Set Up Your CloudFlare Account
Once you have completed the register process, it will ask you to enter the domain name of your WordPress site to get started.
When the CloudFlare’s scan process is done, choose “Continue Setup” to move to the next step.
Review your current DNS records again and make sure it’s correct. Next, click on “Continue” button.
Choose “Free Website” plan, which will cost you $0 per month.
CloudFlare will show you two nameservers, where you need to change your current nameservers to.
After changing your nameservers, it could take up to 24 hours to take effect. In the meantime, there are a few other things that need to be done before your website going to work with HTTPS.
Change Your WordPress URL From HTTP To HTTPS
In order to work with HTTPS, your WordPress URL must be changed from HTTP to HTTPS. You can simply do that from your WordPress Dashboard, under Settings → General. When you click on “Save Changes” button, you will have to log in to your WordPress Dashboard again.

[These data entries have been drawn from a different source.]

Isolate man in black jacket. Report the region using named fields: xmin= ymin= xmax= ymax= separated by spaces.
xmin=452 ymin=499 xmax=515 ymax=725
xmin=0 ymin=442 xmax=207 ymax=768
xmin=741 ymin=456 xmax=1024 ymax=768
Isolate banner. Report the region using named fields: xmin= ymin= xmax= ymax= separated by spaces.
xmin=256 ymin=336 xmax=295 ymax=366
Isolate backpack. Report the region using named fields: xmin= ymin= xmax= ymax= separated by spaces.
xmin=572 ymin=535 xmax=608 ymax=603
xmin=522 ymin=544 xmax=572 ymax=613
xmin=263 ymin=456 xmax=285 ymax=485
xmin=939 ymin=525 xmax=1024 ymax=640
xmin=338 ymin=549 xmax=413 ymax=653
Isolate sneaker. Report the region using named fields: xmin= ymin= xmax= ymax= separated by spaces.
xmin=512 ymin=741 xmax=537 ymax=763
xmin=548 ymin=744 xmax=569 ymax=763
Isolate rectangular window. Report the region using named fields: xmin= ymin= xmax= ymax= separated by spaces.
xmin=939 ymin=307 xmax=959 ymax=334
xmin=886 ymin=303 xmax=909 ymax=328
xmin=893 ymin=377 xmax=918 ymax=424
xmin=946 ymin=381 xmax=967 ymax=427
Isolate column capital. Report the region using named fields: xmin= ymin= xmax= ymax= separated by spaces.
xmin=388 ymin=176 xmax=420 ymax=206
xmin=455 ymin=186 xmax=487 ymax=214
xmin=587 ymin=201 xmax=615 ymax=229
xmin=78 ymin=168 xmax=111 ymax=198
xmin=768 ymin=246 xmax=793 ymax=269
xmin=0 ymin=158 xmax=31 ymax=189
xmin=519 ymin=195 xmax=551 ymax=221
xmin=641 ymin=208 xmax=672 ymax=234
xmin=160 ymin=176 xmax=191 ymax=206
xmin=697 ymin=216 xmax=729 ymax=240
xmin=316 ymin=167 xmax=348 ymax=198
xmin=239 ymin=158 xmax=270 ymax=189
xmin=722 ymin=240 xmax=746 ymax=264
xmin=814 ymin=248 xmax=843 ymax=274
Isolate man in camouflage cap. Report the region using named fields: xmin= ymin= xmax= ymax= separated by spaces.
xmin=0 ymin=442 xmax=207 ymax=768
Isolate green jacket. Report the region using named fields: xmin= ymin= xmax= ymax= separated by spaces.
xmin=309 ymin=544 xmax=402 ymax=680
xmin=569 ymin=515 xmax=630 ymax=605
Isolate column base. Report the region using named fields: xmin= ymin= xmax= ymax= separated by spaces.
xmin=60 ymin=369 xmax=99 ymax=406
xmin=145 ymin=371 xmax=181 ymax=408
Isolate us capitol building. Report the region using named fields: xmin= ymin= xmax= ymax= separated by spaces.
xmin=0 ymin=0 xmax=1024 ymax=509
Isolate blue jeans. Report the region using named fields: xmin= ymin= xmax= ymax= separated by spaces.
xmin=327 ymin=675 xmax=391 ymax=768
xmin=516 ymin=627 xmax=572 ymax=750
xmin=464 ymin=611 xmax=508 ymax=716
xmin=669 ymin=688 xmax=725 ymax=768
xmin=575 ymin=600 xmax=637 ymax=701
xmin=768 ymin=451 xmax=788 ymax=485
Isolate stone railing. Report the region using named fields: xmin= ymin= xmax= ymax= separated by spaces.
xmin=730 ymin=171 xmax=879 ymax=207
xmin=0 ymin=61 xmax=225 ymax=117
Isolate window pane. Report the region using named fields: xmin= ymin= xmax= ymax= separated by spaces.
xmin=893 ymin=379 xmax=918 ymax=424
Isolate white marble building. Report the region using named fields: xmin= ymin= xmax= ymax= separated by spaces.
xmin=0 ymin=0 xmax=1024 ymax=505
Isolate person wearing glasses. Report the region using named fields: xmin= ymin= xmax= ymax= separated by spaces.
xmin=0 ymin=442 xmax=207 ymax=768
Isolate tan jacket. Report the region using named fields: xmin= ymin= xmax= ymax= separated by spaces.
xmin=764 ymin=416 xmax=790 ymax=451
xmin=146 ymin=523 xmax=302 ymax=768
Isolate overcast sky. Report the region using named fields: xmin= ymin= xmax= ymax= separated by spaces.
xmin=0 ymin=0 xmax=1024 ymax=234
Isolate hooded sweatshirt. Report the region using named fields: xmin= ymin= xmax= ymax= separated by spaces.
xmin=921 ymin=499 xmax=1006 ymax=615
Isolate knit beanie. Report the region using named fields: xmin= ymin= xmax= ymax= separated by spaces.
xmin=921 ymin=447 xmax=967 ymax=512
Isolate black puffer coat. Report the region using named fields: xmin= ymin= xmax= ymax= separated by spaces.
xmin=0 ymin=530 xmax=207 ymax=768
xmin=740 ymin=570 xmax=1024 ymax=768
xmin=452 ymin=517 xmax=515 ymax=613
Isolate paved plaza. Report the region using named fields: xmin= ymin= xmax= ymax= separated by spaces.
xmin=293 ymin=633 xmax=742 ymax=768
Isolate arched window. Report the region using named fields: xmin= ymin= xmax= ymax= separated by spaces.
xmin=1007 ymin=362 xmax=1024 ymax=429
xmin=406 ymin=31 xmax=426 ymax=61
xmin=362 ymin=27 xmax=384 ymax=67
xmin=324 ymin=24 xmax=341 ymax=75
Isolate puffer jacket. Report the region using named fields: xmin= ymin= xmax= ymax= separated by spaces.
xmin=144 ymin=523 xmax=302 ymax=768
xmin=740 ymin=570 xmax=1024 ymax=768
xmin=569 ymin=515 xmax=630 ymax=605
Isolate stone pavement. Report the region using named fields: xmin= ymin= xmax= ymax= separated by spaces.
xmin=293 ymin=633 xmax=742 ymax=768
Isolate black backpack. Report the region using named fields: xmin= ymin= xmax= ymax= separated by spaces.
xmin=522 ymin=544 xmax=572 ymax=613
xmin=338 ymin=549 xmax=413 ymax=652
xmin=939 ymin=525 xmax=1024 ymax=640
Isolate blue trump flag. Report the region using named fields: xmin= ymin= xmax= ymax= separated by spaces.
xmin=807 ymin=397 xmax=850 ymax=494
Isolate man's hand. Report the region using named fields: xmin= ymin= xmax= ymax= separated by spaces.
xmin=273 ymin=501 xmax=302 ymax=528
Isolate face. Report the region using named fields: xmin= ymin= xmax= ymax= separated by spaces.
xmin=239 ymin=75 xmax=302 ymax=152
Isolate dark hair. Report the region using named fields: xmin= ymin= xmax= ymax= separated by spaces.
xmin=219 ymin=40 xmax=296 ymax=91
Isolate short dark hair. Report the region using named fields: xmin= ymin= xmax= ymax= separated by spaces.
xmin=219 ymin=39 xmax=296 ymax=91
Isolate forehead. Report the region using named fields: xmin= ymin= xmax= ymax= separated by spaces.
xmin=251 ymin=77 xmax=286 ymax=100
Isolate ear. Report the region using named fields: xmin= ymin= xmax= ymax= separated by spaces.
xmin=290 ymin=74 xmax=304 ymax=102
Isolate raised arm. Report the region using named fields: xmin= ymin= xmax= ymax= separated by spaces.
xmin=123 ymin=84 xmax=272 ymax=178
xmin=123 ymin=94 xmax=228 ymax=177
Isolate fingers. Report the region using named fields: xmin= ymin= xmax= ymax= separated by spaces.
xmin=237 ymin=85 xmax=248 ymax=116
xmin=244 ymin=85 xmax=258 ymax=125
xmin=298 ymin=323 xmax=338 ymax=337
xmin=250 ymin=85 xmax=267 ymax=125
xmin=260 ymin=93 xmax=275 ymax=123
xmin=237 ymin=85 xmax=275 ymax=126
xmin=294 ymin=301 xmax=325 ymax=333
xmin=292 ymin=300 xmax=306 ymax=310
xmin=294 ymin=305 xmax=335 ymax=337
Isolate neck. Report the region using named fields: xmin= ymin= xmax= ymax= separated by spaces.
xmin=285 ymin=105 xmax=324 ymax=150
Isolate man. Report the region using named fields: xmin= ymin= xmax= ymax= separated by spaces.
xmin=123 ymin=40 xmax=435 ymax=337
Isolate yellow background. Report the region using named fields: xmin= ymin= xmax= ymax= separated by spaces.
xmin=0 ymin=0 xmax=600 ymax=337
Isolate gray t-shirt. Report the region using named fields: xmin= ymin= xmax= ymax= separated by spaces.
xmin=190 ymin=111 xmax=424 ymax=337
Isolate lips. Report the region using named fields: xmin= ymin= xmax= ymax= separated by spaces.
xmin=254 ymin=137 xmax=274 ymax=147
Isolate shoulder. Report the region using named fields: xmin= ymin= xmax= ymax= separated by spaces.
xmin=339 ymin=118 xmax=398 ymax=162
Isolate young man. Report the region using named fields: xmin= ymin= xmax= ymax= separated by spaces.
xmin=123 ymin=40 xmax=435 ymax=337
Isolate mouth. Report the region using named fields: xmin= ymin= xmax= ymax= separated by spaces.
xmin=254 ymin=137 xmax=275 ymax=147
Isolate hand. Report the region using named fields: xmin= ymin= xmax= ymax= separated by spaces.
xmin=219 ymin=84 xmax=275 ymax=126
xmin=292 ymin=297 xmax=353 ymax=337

Update All Links To HTTPs In Database
Now it’s time to scan and replace all regular HTTP links in your WordPress database to HTTPS. You know, it could be a link to a particular image, an internal post or page. If your WordPress blog has some posts, it’s very easy to do by editing one by one. However, a blog with a hundred posts or more – will take you a lot of time.
But don’t worry, there is a tool called “Database search and replace script in PHP”, which will help you to scan and replace all HTTP links to HTTPS automatically. Just click here to download, unzip and upload into your root folder of your WordPress site.
Then visit that URL in your browser, for example, http://your-domain.com/search-replace-db
You can insert what you want to replace, such as:
- http://www.your-domain.com to https://your-domain.com
- http://your-domain.com to https://your-domain.com
I would recommend you to run the “dry run” first to verify what this tool will replace in your database before using the “live run”, which will be affected your WordPress database. This process will update all entries in the database, and replace all URLs, including WordPress URL and hard-coded links on posts and page.
Force Redirect HTTP To HTTPS With .htaccess File
When you enable your WordPress site to use HTTPS, it doesn’t mean your website will run through HTTPS all time. For example, users who have bookmarked your site with HTTP, they still access your WordPress website through HTTP by clicking on the bookmark.
However, you can redirect all HTTP requests to the HTTPS protocol by adding new codes into the .htaccess file that stored in the root of your WordPress site.
RewriteEngine On
RewriteCond %{HTTP:X-Forwarded-Proto} !https
RewriteRule (.*) https://your-domain.com/$1 [R=301,L]
Be careful and don’t modify anything between the # BEGIN WordPress and the # END WordPress tags as your WordPress site manages them. Every time you update permanent links or upgrade WordPress version, contents between both tags are refreshed. So if you add your custom code there, it will be gone someday.
Conclusion
By activating SSL on your website, you have helped to improve your WordPress site, protected users’ data and gain better results in search engines – without spending a penny!